Henryk, przedstawiciel młodego pokolenia artystów, od dwóch lat cierpi na brak weny z powodu wyniszczającej choroby matki. Po jej śmierci odbył podróż, szukając pocieszenia w wielkich miastach, lecz wrócił z jeszcze większą pustką w sobie. Zastępujący Henrykowi ojca, emerytowany urzędnik Antoni Hausdorfer, także opłakuje jej śmierć, co spotyka się z niezrozumieniem ze strony Henryka, który nigdy nie chciał przyjąć do wiadomości, że matka mogła mieć romans z młodszym od siebie Antonim, mimo że ojciec Henryka porzucił rodzinę niedługo po narodzinach syna.

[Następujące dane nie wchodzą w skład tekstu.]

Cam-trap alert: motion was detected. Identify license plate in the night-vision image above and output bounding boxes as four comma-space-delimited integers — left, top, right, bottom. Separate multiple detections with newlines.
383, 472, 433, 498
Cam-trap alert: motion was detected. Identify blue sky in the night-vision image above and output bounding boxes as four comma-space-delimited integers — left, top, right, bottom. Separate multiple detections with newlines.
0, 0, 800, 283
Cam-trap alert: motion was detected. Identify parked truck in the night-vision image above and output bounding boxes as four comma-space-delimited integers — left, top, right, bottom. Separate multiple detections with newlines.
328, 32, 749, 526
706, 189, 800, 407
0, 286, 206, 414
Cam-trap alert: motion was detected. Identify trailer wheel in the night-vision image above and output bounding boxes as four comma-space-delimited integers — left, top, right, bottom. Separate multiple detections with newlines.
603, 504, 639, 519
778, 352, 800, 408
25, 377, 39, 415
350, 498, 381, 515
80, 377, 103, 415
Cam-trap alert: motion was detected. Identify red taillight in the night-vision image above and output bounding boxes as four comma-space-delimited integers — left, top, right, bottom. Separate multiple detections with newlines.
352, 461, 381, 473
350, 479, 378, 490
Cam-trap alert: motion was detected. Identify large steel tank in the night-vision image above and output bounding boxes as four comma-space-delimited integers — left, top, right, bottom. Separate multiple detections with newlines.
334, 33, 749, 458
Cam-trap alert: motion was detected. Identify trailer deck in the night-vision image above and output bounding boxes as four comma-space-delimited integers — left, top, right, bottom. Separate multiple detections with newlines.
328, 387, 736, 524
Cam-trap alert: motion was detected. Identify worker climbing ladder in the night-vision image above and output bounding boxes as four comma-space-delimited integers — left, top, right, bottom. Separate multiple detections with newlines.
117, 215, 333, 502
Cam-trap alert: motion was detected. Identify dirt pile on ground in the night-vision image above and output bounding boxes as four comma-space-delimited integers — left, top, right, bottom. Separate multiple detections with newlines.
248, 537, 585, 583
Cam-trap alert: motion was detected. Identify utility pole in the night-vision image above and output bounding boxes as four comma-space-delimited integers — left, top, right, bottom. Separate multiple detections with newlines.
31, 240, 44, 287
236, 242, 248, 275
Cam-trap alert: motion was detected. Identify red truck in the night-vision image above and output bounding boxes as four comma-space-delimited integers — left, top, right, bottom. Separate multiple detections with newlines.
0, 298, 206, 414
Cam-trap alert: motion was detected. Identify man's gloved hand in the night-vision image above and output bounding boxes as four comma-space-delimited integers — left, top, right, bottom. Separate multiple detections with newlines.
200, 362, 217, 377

Od początku między mężczyznami panuje wyczuwalne napięcie. Młody Henryk patrzy na Antoniego z góry, przedstawiając mu swoją wizję pisarstwa i życia jako inspiracji dla sztuki, Antoni natomiast podchodzi do Henryka z rezerwą, gdyż chowa do niego urazę. W końcu oznajmia mu, że jego matka popełniła samobójstwo, ponieważ nie mogła znieść, że jej postępująca choroba niweczy pisarskie ambicje ukochanego jedynaka. Henryk jest w szoku. Ale już po chwili czuje wyzwalający przypływ weny: uwieczni poświęcenie matki. Antoni nie potrafi zrozumieć takiego braku szacunku dla życia: jego zdaniem nawet arcydzieło będzie niczym w porównaniu z jedną „godziną życia" ukochanej kobiety.